Facebook experiments with "emotion contagion" in social media. Which emotion triggers buying?

In this paper, facebook scientists reveal some of what they've learned while experimenting with "emotion contagion", a well known phenomena where positive or negative emotions are transferred to people that come in contact with the positive, or negative, person. At Facebook they tested this in the realm of social media, by messing with peoples feeds.

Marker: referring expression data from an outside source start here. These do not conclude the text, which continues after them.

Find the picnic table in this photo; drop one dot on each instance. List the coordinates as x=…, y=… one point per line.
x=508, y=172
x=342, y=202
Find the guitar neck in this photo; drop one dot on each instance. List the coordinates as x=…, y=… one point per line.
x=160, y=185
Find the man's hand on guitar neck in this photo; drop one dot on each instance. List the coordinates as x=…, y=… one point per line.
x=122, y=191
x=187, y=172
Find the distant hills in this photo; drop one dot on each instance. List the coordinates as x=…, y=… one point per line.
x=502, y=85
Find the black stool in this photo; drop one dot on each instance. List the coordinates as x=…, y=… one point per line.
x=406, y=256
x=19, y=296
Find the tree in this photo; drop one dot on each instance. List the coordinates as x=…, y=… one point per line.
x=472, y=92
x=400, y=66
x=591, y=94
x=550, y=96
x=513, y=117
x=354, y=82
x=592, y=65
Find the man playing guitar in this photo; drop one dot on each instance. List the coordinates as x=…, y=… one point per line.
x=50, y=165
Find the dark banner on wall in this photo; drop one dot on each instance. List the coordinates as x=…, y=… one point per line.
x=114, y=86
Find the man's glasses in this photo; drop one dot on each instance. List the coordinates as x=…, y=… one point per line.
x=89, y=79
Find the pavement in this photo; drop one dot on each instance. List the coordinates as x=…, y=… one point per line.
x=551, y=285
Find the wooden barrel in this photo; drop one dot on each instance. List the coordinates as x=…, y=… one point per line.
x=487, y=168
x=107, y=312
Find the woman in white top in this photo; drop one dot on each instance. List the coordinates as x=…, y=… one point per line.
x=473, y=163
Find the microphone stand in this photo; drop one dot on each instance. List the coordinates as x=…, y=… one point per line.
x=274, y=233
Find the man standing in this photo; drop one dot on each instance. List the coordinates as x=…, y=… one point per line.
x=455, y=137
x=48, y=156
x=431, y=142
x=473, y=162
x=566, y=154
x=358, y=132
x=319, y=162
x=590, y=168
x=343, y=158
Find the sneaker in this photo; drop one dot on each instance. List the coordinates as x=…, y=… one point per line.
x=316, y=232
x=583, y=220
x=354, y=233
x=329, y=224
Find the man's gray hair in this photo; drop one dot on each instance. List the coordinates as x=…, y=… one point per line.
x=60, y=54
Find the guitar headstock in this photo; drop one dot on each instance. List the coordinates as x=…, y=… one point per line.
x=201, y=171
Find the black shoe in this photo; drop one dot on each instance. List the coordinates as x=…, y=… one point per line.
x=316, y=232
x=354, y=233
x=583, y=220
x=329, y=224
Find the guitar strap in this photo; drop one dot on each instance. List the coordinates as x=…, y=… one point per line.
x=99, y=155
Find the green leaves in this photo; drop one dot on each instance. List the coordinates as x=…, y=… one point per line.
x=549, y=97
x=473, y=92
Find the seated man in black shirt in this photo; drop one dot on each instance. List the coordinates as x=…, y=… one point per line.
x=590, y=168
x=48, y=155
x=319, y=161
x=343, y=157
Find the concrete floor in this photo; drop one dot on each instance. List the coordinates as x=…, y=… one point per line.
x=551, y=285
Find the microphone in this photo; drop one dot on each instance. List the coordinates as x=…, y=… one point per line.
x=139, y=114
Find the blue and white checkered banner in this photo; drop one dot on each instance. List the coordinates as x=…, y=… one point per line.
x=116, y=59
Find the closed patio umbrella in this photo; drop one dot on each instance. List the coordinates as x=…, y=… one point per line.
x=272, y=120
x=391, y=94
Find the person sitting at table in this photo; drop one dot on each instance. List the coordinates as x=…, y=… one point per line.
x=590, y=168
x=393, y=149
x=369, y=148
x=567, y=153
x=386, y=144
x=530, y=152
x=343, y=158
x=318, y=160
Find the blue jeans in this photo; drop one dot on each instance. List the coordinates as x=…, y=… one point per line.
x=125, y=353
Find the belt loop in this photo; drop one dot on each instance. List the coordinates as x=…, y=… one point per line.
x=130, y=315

In an experiment with people who use Facebook, we test whether emotional contagion occurs outside of in-person interaction between individuals by reducing the amount of emotional content in the News Feed. When positive expressions were reduced, people produced fewer positive posts and more negative posts; when negative expressions were reduced, the opposite pattern occurred. These results indicate that emotions expressed by others on Facebook influence our own emotions, constituting experimental evidence for massive-scale contagion via social networks. This work also suggests that, in contrast to prevailing assumptions, in-person interaction and nonverbal cues are not strictly necessary for emotional contagion, and that the observation of others’ positive experiences constitutes a positive experience for people.

Facebook manipulated the feeds of over 600,000 users to conduct this experiment. Facebooks users have unwittingly had their emotions secretly manipulated. Did you sign up for this? Yes you did, it's in the TOS, right under the line that says "zuck can do whatever he wants, nyah". In all seriousness, it's in the line that says you agree to let Facebook do whatever in conjunction with: “internal operations, including troubleshooting, data analysis, testing, research and service improvement.” You did read that terms of service, didn't you?

Adam Kramer is the data scientist who lead the research, and in his welcome to FB interview he says: Facebook data constitutes the largest field study in the history of the world. . Indeed. And this is human research on a large scale where the papers authors freely admit to manipulating users emotions. Isn't that swell?

So, while the ethics are a bit problematic here, as the randomly selected users never gave informed consent, this exposes another conundrum: is Facebook an entertainment service, or a information utility? Does it help you keep tabs with your actual friends real lives, or is it there so you can check out the latest fun news & be entertained?

So while you little lab rats post images of kittens, or depressing news stories about dead cats, we'll see how fast this information can be used by advertising. Which emotion triggers buying?